Security and privacy share a common goal – the protection of individuals and in many cases, the protection of individuals’ information. When there is a security breach, there can be a breach of privacy as well. The debate around security and privacy arises because sound security practices may not necessarily produce sound privacy practices.

Witness the national debate on wiretapping and intelligence gathering. While these practices may enhance security, they may do so to the detriment of privacy. But they don’t have to if privacy concerns are considered before implementing any security program or technology.

The consequences of not building privacy into security solutions may prove costly to the security industry. For example, legislation has been introduced in several states that would impose onerous requirements on those implementing security technologies, such as radio frequency identification, biometrics (including facial recognition software) and security video. These legislative solutions to the issue of privacy are absolute. Ignored are facts well-known in the security industry, such as the need for a layered security approach or a security risk analysis.

Assessing Privacy Impact

The convergence of physical and logical security presents an unprecedented opportunity to secure individuals and their information while simultaneously protecting privacy. Conducting a privacy impact assessment (PIA), actually a requirement in one of the proposed state bills, would help security professionals understand where privacy might be harmed – and, in some cases, enhanced – in the implementation of a security system.

A security system that uses personally identifiable information (PII) or what privacy advocates consider intrusive technology, such as security video cameras, raises privacy concerns. A PIA is a risk management tool that would examine the system to ferret out any potential privacy risks. To ensure the effectiveness of the PIA, it should be conducted early on, as part of the broader risk assessment and risk management process.

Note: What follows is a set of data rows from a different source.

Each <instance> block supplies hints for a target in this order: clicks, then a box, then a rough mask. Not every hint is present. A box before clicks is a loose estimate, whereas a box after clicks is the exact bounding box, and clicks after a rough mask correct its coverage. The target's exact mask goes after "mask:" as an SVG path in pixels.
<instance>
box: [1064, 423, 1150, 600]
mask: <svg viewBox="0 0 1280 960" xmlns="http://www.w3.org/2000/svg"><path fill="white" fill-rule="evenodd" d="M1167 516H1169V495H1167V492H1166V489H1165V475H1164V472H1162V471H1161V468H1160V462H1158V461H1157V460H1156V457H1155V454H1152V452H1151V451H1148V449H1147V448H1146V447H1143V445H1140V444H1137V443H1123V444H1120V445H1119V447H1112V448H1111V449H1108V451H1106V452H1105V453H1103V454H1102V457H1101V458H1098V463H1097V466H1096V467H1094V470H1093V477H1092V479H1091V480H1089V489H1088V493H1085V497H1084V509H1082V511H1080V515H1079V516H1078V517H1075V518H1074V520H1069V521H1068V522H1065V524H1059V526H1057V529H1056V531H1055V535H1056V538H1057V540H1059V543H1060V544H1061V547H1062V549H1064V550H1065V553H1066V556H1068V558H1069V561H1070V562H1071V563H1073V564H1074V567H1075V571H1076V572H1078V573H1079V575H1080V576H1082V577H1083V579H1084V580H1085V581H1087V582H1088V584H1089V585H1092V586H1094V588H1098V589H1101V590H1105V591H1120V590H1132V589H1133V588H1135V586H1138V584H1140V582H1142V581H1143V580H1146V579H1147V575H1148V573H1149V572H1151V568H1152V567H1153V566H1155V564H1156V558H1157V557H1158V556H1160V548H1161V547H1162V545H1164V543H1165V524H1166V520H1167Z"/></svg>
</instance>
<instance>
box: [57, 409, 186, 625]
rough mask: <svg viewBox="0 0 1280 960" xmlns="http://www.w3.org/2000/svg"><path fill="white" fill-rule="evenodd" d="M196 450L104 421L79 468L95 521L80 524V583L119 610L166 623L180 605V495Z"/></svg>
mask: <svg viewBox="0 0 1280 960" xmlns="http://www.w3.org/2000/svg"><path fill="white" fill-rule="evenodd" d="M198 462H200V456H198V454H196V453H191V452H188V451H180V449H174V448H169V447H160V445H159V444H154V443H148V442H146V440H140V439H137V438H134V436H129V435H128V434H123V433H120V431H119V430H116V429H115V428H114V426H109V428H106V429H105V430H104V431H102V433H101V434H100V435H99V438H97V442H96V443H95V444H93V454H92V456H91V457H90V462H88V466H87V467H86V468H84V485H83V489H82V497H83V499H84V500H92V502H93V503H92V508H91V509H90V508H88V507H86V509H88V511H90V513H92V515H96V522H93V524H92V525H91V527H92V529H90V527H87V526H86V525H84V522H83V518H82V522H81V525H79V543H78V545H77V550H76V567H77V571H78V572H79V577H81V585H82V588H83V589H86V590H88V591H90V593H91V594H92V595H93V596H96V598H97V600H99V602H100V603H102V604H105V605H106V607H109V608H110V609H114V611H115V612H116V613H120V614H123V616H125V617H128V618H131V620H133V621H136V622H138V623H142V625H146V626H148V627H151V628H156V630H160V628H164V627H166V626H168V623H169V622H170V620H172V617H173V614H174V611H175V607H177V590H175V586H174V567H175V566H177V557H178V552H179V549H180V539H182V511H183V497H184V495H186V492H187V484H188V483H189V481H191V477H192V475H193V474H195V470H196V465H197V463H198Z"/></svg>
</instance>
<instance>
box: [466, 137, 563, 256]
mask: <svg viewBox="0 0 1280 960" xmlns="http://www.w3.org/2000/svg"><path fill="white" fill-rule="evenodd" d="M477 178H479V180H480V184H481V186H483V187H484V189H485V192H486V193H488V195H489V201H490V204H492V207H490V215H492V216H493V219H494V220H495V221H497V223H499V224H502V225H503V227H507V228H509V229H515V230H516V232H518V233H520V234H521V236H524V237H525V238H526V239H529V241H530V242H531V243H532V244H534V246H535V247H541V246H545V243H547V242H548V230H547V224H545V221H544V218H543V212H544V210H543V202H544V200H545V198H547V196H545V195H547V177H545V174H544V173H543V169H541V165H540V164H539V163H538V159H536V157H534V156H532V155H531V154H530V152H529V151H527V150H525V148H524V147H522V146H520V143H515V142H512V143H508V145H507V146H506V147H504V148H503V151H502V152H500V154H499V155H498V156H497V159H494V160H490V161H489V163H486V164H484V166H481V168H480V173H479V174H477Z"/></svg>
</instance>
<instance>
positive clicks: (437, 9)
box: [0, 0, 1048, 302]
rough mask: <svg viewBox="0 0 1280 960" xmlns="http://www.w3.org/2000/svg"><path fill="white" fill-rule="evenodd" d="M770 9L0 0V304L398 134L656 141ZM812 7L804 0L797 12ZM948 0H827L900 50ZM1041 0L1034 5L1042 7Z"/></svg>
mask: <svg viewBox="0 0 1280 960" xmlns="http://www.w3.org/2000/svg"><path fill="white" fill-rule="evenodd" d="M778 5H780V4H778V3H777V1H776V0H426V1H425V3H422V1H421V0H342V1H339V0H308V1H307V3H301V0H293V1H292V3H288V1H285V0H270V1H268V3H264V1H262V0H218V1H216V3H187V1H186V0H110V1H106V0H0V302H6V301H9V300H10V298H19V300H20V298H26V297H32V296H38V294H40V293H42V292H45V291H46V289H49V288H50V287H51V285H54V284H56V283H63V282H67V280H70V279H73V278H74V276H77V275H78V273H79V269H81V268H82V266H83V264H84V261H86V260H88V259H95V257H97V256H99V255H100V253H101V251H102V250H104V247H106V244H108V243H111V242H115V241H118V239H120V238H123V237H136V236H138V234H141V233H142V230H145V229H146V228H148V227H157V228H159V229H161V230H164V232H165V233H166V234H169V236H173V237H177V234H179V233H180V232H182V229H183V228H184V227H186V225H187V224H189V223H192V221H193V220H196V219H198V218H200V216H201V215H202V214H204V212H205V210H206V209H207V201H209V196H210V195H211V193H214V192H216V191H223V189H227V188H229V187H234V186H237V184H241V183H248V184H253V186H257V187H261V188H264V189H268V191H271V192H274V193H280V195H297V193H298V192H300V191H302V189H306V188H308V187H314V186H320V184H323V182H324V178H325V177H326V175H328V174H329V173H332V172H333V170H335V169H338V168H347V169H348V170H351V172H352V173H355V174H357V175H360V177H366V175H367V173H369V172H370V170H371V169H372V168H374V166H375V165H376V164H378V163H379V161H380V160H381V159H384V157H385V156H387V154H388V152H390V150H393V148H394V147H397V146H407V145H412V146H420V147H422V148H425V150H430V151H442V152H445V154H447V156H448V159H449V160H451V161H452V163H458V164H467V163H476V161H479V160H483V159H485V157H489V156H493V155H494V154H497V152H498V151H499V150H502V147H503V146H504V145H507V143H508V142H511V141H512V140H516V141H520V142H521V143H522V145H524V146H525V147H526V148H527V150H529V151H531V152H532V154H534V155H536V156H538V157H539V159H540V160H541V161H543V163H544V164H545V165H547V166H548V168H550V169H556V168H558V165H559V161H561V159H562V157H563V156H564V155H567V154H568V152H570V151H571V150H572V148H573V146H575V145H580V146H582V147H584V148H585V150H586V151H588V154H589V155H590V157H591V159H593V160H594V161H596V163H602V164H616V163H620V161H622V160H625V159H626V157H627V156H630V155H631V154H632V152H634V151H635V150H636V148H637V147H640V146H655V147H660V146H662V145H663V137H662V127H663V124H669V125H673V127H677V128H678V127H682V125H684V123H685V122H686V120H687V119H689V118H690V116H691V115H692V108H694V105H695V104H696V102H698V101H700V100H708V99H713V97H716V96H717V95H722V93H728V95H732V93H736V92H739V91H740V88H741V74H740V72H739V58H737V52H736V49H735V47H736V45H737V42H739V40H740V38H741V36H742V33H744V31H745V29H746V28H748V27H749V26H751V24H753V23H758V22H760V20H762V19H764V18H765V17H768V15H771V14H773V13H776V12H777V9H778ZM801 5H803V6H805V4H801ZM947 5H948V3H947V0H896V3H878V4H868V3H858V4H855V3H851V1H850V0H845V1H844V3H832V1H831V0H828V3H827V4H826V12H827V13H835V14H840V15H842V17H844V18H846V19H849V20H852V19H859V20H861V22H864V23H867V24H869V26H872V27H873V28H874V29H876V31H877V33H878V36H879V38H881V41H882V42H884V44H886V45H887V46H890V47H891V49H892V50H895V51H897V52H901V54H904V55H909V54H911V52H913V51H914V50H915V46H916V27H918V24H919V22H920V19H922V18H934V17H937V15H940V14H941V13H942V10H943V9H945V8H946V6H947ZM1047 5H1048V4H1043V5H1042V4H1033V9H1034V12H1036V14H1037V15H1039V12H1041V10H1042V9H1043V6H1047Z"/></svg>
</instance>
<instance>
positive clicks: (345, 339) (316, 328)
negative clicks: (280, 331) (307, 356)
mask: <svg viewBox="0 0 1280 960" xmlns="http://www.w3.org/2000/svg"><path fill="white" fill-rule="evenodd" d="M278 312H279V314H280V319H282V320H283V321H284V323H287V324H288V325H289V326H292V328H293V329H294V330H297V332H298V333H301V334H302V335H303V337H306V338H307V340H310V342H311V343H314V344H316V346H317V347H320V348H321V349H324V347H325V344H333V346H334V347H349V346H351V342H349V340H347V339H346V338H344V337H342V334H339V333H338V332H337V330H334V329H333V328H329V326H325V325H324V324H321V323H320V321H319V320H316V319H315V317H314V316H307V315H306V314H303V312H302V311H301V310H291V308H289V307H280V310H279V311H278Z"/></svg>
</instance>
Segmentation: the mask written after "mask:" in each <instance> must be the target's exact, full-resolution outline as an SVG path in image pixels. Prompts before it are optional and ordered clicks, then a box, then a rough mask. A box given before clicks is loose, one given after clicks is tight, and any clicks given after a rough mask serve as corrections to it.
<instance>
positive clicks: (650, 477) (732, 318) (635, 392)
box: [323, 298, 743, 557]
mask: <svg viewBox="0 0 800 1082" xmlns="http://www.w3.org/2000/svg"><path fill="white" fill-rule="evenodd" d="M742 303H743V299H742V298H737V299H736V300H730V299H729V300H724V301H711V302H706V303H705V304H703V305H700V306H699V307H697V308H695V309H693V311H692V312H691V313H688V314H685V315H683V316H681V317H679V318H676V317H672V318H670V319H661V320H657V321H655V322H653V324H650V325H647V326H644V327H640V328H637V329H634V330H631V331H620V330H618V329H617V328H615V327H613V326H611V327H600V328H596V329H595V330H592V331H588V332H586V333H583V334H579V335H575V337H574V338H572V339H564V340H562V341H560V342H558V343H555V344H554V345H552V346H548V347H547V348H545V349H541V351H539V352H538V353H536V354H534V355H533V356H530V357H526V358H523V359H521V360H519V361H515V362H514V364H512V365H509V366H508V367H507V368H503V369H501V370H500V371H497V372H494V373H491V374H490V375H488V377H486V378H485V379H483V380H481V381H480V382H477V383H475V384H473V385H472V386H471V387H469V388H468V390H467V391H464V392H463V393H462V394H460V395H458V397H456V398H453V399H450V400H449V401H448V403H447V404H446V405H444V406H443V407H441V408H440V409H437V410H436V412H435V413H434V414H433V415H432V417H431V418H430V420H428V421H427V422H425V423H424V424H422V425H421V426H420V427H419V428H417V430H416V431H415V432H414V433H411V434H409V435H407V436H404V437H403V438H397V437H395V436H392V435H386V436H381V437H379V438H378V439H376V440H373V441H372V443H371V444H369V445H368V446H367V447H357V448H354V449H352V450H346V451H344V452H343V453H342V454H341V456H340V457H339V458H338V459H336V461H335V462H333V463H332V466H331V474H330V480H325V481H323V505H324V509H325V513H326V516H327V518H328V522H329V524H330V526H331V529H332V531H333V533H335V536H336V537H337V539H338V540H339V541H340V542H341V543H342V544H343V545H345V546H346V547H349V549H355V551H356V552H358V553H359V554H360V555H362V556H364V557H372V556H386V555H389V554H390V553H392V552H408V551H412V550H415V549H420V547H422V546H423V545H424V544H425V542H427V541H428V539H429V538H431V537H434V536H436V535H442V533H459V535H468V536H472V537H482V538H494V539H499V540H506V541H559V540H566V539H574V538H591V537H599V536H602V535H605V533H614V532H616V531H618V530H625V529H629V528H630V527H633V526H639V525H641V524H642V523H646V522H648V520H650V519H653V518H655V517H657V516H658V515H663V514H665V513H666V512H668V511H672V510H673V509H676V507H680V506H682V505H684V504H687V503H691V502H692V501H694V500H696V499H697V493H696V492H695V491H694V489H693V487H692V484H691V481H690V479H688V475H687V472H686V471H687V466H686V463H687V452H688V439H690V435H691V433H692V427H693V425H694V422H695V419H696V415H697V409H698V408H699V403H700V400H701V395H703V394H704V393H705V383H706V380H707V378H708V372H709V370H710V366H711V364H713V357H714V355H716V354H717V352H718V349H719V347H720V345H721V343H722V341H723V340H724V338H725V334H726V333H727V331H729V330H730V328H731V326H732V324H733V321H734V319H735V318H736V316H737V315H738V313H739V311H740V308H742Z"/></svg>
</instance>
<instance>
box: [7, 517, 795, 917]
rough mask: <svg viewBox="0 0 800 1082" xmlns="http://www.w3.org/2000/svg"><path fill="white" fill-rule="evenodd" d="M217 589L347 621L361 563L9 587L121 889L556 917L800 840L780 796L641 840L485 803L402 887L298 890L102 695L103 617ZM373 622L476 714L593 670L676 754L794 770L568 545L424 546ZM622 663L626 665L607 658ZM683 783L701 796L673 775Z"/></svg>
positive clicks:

Some key questions to ask during a PIA include:
  • Does the security solution use new or integrate existing information technologies that may affect privacy?
  • For example, convergence opens up new possibilities for information sharing that may put PII at risk.
  • How is the system identifying individuals?
  • Unique identifiers have long been used in security systems in lieu of PII to recognize individuals. However, in some proposed legislation, these unique identifiers have been described as PII.
  • How likely is it that these unique IDs can be tied to an individual outside of the security system?
  • If you are using biometrics, how is that biometric information protected?
  • Can the amount of PII being used by the system be minimized? For example, in an access control database, the amount of PII can be limited to only that which is absolutely necessary.
  • When converging physical and logical access, will PII be exchanged across systems? To ensure data quality, data terms in converging systems should be reviewed so that all terms in disparate systems are reconciled.
This is by no means a complete list of the questions that should be asked during a PIA. Every PIA should be conducted with the particular intent and application of the security solution being implemented in mind. The PIA should also take into consideration the relevant privacy regulations that an organization is subject to on the state, federal and, in some cases, international level.

Do It Early On

Privacy and security are desired outcomes. Conducting a privacy impact assessment early on in the process can help organizations achieve these twin goals. Without such due diligence, problems may arise after the system is in place, significantly increasing the costs to address those problems. The security industry can avoid expensive fixes and onerous legislation by taking privacy seriously during the design and implementation of systems and solutions.